When non-threaded pins and wires were used, the neck commonly continues to grow and this would be a great advantage. However, stabilisation using multiple pins was not found to provide advantages over pinning using a single screw, with substantially higher AVN, CL, FAI and OA rates. Moreover, with continued growth there is a risk that the anchorage in the epiphysis will be lost and repeat fixation will be required. Further growth of the femoral neck is less likely to occur if a screw is inserted in compression mode with the head abutting the lateral femoral cortex, causing physiodesis [73]. Three studies [23, 54, 55] showed that screws with special design allowed growth to continue; however, these were small studies (37 patients) with no comparator. The literature search identified 6 other studies that used screws which allow continued growth and reported a favourable outcome on neck growth; however, these studies could not be included in our review because we were not certain about the stability of the slips.

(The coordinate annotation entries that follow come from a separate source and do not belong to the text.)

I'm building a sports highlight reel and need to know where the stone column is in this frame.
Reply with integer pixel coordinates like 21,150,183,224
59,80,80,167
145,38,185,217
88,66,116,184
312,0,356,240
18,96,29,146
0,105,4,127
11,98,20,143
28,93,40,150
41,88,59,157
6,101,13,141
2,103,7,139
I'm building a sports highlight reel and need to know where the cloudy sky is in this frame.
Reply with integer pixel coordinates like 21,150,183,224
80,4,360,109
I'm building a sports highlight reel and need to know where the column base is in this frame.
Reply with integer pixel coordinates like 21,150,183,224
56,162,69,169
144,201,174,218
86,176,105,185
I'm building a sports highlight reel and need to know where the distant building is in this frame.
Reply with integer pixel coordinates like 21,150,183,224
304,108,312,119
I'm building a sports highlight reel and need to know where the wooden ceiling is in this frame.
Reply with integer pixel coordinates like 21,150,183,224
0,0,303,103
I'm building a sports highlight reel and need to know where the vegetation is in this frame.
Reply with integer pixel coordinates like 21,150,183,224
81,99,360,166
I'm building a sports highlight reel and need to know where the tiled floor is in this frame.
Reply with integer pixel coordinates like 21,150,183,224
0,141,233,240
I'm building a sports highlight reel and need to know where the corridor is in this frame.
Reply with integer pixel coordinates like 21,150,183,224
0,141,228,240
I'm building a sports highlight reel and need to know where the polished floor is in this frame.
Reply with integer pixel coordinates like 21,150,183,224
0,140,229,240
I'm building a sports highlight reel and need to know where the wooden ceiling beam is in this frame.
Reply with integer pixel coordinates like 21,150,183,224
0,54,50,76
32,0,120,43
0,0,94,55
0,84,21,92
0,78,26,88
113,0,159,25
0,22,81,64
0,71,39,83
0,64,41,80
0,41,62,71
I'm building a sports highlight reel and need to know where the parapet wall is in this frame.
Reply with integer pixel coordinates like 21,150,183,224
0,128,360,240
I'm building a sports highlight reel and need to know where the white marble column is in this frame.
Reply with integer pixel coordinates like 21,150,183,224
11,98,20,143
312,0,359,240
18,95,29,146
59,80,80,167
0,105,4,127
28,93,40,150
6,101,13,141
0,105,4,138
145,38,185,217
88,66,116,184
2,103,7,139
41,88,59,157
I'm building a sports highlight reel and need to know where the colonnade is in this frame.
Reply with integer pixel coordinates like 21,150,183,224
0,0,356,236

Physeal osteotomy using Fish or Dunn techniques was associated with high AVN, CL, FAI and OA rates and only 28% reported an excellent outcome. Bone peg epiphysiodesis has not been favoured by the orthopaedic community because of the associated blood loss, donor site morbidity, length of surgical time and length of stay. Although the AVN and CL rates were relatively low, patients’ satisfaction rates were not impressive with only 67% reporting an excellent outcome and 14% reporting a poor outcome or failure. Although the reported OA rate was high (23.3%), this was derived from a single study which could be an outlier.

Hip spica was found to be the worst treatment, with poor AVN (9%), CL (20.5%) and OA (53%) rates. This probably explains why this treatment modality has largely been abandoned in the management of SCFE.

Timing of surgery and severity of the slip are two factors that we intended to study; however, included studies did not provide useful data to inform the effect of these factors on the selected outcomes. It is our observation that timing of surgery is not as critical as in unstable slips but the severity of slips plays a role in final outcomes and patient satisfaction rates. However, this remains to be proven.

The review was conducted with the intention of doing a trial-based meta-analysis. Disappointingly, only case series and controlled studies were found and form the basis of this review. Some studies were published more than once with or without extra information. Thorough considerations have been taken when including data from such studies. Authors were often contacted for further clarification and data provision. Despite our best effort to produce a high quality review, the qualities of the included studies remain the major weakness of this review. Yet, this is the largest systematic review that has addressed this hot topic and which explains the current trends in treating slipped capital femoral epiphysis.

Another inherent bias that must be considered when reading our findings is the fact that pinning in situ was used across the whole severity spectrum of SCFE and this was not the case with Ganz surgical dislocation. Ganz surgical dislocation is more invasive than PIS and has been reserved for patients with severe stable slips. In such cases, the merits and risks of this technique should be discussed with the parents: an excellent reported patient satisfaction but a higher incidence of AVN, respectively.

In summary, the review supported our views that stable and unstable slips behave differently and require different treatments. For an unstable SCFE, open reduction and internal fixation on an urgent basis (within 24 h) is shown to be associated with the best outcome [26]. For a stable SCFE, pinning in situ is recommended for mild and, to a lesser extent, moderate slips. Screws that allow continued growth may be superior to standard screws. Ganz surgical dislocation is recommended for severe slips provided patients and parents agree to take the higher AVN risk for better satisfaction and the surgical expertise is available.